17399644 Two frameshift nonsense mutations have been described that likely lead to haploinsufficiency in SCN5A causing Brugada syndrome. Makita et al (2007, PMID 17399644) described a 17 y.o. male with Brugada syndrome. He was identified to have a novel SCN5A mutation at exon 2 resulting in a premature stop codon, Q55X. His mother and brother were both identified to have the same mutation. His mother had sick sinus syndrome with first-degree AV block and his asymptomatic brother had first-degree AV block and nonspecific intraventricular conduction delay. Kapplinger et al (2010, PMID 20129283) presented a retrospective database analysis of SCN5A mutations from 9 international centers. They had one patient who also had a premature stop codon in exon 2 at Q73X. Given that both of these mutations are nonsense mutations very close to the N-terminus before the first transmembrane domain, they are highly likely to cause haploinsufficiency. At this time, a complete deletion of SCN5A has not been described in association with Brugada syndrome.

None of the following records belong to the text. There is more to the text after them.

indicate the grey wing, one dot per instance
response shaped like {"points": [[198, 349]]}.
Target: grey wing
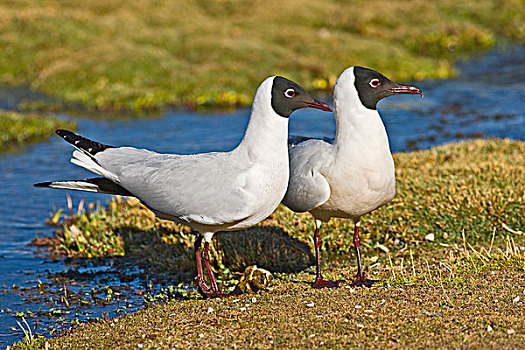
{"points": [[307, 186], [295, 140], [208, 188]]}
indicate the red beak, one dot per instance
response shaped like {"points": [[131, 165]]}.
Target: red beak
{"points": [[319, 105], [406, 89]]}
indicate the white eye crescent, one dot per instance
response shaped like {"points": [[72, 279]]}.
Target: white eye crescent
{"points": [[289, 93], [374, 83]]}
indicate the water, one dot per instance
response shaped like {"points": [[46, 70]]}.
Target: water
{"points": [[488, 100]]}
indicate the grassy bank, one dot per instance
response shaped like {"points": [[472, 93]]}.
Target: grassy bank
{"points": [[18, 129], [148, 54], [449, 251]]}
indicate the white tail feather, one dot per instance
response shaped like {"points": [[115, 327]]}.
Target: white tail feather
{"points": [[83, 160], [75, 185]]}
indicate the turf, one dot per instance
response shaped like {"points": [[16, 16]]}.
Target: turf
{"points": [[18, 129], [149, 54], [449, 252]]}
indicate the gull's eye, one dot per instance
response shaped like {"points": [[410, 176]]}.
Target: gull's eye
{"points": [[374, 83], [289, 93]]}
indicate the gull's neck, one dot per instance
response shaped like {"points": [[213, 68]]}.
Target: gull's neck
{"points": [[266, 135]]}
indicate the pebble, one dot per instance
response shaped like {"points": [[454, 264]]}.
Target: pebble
{"points": [[430, 237]]}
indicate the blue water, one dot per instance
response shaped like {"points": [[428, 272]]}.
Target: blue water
{"points": [[487, 100]]}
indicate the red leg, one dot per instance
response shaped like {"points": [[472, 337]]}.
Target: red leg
{"points": [[214, 292], [320, 282], [360, 279], [204, 290]]}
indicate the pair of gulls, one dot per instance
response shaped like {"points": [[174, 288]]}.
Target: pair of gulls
{"points": [[226, 191]]}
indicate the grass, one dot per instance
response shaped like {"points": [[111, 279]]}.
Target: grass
{"points": [[150, 54], [461, 288], [17, 129]]}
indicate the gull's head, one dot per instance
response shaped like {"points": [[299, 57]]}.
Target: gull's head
{"points": [[371, 86], [287, 96]]}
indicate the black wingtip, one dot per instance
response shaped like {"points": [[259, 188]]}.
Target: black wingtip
{"points": [[42, 184], [86, 145], [63, 132]]}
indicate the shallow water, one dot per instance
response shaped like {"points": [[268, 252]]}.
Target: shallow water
{"points": [[487, 100]]}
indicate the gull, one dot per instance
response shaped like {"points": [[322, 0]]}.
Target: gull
{"points": [[209, 192], [353, 175]]}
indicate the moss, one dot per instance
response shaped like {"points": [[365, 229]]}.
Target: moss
{"points": [[152, 54], [17, 129], [463, 289]]}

Haploinsufficiency phenotype comments:

SCN5A encodes a subunit (type V, alpha) of a voltage-gated sodium channel protein that functions in cardiac muscle to regulate conduction. More than 600 SCN5A variants have been reported in association with cardiac channelopathy phenotypes. Heterozygous sequence-level mutations in SCN5A are associated with a number of cardiovascular abnormalities including Brugada syndrome, cardiac conduction disease (CCD), long QT syndrome type 3 (LQT3), atrial fibrillation, and sick sinus syndrome (SSS). Functional studies (patch clamp assays, cellular localization studies, and western blots) have been performed on a number of the reported mutations; however, these studies have been done in in vitro models and it is unknown whether these mutations would have the same functional consequence in vivo. To this point, one study on SCN5A variants stated that ?caution should be taken when extrapolating the findings from the in vitro study of HEK293 cells and oocytes to the more complex in vivo conditions? (Gui et al. 2010). Based on the functional studies mentioned above, SCN5A loss-of-function-type mutations have been associated with Brugada syndrome, CCD, and SSS, while SCN5A gain-of-function-type mutations have been associated with LQT3 (Hong et al., 2005; Makiyama et al., 2005; Zimmer and Surber, 2008; Kapplinger et al. 2010; Eastaugh et al., 2011; Remme 2013). Both loss-of-function and gain-of-function-type mutations of SCN5A have been identified in association with atrial fibrillation (Remme, 2013). Incomplete penetrance for some of the SCN5A mutant phenotypes has also been observed (Cordeiro et al., 2006; Makita et al., 2007; Eastaugh et al., 2011). Although there are a number of SCN5A mutations that are reported to be associated with loss-of-function-type mechanism (Tfelt-Hansen et al. 2009), the SCN5A genotype/phenotype association is still not well understood as there are several mutations that have been associated with both Brugada syndrome (loss-of-function) and LQT3 (gain-of-function) (Zimmer and Surber et al., 2008; Blich et al. 2015). Due to the clinical heterogeneity, mutational spectrum, and lack of reports of whole gene deletions, the haploinsufficiency score is a 1.

  • Triplosensitivity score: 0
  • Strength of Evidence (disclaimer): No evidence for dosage pathogenicity

Triplosensitivity phenotype comment:

Triplosensitivity of SCN5A has not been reported.